Among his most famous compositions are Cantaloupe Island, Watermelon Man, Maiden Voyage and Chameleon. He has also had some successful hit singles including I Thought It Was You and Rockit. Today, we will be sharing his 12th studio album Head Hunters (1973). It is seen as a key release for Hancock and a defining moment for jazz-rock. In fact, the Library of Congress has since added it to the National Recording Registry which is a collection of “culturally, historically or aesthetically important” sound recordings of the 20th Century.
You may listen to Head Hunters here:
Contrast that Watermelon Man with the original! For my money and ears, the original is far better.

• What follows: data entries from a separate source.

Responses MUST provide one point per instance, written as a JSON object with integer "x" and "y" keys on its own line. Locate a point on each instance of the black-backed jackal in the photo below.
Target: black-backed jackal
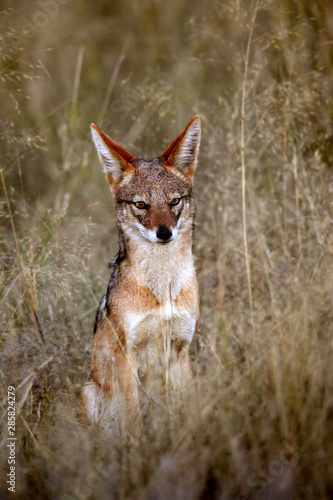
{"x": 146, "y": 320}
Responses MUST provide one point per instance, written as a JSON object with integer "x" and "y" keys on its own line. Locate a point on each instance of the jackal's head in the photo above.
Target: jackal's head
{"x": 154, "y": 198}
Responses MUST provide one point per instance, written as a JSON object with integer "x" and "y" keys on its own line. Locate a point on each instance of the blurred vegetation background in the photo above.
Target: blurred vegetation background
{"x": 260, "y": 422}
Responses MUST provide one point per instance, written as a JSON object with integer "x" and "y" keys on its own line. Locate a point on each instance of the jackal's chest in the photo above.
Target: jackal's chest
{"x": 167, "y": 323}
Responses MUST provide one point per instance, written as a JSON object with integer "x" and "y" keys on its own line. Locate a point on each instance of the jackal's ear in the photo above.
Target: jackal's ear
{"x": 116, "y": 160}
{"x": 183, "y": 151}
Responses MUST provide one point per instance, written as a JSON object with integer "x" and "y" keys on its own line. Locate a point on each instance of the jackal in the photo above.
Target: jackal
{"x": 146, "y": 320}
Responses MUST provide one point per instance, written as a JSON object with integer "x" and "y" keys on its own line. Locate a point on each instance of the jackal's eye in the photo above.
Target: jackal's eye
{"x": 140, "y": 204}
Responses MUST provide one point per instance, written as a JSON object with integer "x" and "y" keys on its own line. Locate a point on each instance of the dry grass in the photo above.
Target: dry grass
{"x": 259, "y": 420}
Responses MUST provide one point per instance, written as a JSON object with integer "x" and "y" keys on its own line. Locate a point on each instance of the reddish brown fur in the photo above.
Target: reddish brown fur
{"x": 152, "y": 285}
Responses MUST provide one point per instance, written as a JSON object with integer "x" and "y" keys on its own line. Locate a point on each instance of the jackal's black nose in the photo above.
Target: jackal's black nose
{"x": 163, "y": 233}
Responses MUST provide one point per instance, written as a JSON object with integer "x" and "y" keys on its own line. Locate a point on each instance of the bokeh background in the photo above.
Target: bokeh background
{"x": 259, "y": 423}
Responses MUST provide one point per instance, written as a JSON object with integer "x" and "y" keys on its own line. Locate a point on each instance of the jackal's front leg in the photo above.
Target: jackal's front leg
{"x": 180, "y": 368}
{"x": 128, "y": 383}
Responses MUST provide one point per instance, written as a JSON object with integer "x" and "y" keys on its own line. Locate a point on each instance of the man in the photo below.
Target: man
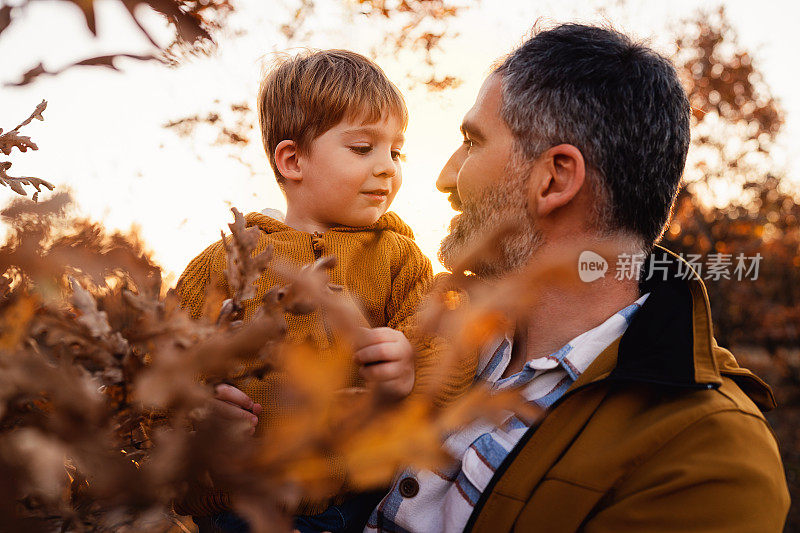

Aloha Promises Forever gives Head Hunter an eight out of 10 for ruining a perfectly good song in my opinion… of course this may be heavily influenced by my little girls going from dancing to the first track and covering their ears for a significant portion of Watermelon Man with complaints of please do not play that ever again!! Whatever Hancock intended to say with his new version, my little girls spoke louder. Why? Because when I played them the original version, these 21st century darlings immediately began dancing again and the smiles returned. Sometimes when someone does something right and good the first time, maybe its best to leave the song pretty much alone from that point forward?